The business that receives Stacy's collateral is taking a pretty conservative approach to risk, so it buys 50,000 BillBucks at market (for 416.667 BTC), cashes out the remaining 500 BTC of collateral, and sells them, resulting in a 10,000 Aussie dollar profit.

Between the hard drive crash and the loss of her collateral, Stacy is out 200,000 Aussie Dollars from her second investment.  Fortunately, she's a level-headed businessperson and her profits from earlier more than cover the loss.  You can be certain she'll be more careful with her bitcoins next time, but as a high-risk speculator the speculative loss was just the cost of doing business.  Besides, Stacy just heard that a new cvToken worth 100 Yen is gaining popularity, and it bodes very well for Bitcoin prices.  Sounds like a great opportunity!

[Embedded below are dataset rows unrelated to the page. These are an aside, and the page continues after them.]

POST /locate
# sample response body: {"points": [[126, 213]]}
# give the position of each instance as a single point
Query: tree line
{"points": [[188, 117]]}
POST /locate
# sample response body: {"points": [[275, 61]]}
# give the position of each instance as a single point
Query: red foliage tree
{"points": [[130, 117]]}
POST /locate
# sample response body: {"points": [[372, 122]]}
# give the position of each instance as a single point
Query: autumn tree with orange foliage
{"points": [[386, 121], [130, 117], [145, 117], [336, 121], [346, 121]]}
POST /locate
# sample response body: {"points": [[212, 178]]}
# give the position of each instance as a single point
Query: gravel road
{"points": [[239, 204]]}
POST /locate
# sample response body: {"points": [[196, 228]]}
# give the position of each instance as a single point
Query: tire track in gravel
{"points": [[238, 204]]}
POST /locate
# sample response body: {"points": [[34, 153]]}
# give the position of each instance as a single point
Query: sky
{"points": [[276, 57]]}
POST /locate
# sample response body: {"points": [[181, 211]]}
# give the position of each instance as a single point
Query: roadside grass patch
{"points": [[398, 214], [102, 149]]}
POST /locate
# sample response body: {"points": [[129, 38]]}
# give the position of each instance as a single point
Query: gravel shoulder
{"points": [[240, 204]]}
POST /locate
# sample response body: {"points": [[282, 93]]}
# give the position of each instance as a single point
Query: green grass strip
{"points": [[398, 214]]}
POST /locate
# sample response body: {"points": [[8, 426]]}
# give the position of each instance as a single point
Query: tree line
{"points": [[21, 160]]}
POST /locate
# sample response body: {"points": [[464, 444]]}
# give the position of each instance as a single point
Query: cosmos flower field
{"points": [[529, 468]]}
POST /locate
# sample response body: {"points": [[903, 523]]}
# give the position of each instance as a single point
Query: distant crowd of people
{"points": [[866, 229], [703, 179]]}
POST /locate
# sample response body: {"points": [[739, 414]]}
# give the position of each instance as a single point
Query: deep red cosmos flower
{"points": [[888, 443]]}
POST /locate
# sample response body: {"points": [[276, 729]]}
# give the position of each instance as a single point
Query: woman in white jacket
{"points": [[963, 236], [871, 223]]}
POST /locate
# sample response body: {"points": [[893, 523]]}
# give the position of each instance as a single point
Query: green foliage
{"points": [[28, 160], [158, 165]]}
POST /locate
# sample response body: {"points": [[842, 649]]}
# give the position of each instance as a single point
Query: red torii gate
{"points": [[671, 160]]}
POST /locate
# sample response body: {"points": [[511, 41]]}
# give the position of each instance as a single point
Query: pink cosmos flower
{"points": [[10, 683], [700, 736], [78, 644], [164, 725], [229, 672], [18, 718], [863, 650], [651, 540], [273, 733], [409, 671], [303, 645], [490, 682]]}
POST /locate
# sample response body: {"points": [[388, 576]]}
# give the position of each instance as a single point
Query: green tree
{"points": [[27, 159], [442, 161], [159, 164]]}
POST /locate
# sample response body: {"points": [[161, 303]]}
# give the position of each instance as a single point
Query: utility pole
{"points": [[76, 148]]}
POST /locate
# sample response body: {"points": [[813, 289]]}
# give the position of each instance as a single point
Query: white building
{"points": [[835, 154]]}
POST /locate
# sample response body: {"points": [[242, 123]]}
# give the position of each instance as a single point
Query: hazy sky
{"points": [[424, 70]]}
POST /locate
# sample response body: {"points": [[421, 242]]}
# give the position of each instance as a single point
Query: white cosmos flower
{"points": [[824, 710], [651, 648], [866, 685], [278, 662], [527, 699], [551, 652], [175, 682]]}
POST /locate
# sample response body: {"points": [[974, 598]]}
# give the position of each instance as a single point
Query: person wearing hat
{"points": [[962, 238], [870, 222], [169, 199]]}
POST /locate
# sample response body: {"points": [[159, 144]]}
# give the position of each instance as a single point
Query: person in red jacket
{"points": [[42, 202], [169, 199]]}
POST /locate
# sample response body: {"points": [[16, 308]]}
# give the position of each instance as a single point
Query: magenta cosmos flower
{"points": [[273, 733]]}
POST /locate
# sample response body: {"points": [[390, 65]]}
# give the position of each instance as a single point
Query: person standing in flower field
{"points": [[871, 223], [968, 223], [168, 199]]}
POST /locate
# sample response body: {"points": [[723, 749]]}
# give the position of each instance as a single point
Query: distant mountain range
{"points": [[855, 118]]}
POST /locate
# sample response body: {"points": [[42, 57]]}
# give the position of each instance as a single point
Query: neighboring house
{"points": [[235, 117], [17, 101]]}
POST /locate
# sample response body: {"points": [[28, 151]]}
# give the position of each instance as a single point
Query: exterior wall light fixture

The 10,000 Aussie dollar profit made by one of the other backing businesses is a classic example of how cvTokens maintain their valuation in the face of risk--by incentivising someone to eliminate that risk for everyone.  Similarly, Stacy has an incentive to honour her obligations even when the BTC price is dropping, because by doing so she lowers her losses.  In fact, if she had been able to fully meet her obligations, it would have eliminated the opportunity for the other backer to profit, because it would have proved that BillBucks holders were never in any real risk--the backer would have just been receiving the same BTC back in cashouts that they used to buy the BillBucks in the first place.

There are obviously many more complicated scenarios than can be explored, but these three stories should cover the basics because they encapsulate the three main roles that come together in a cvToken--user, gift-card backer, and speculative backer.  All major cvToken happenings will involve at least one of these three entities.  Has this made the cvToken system more clear?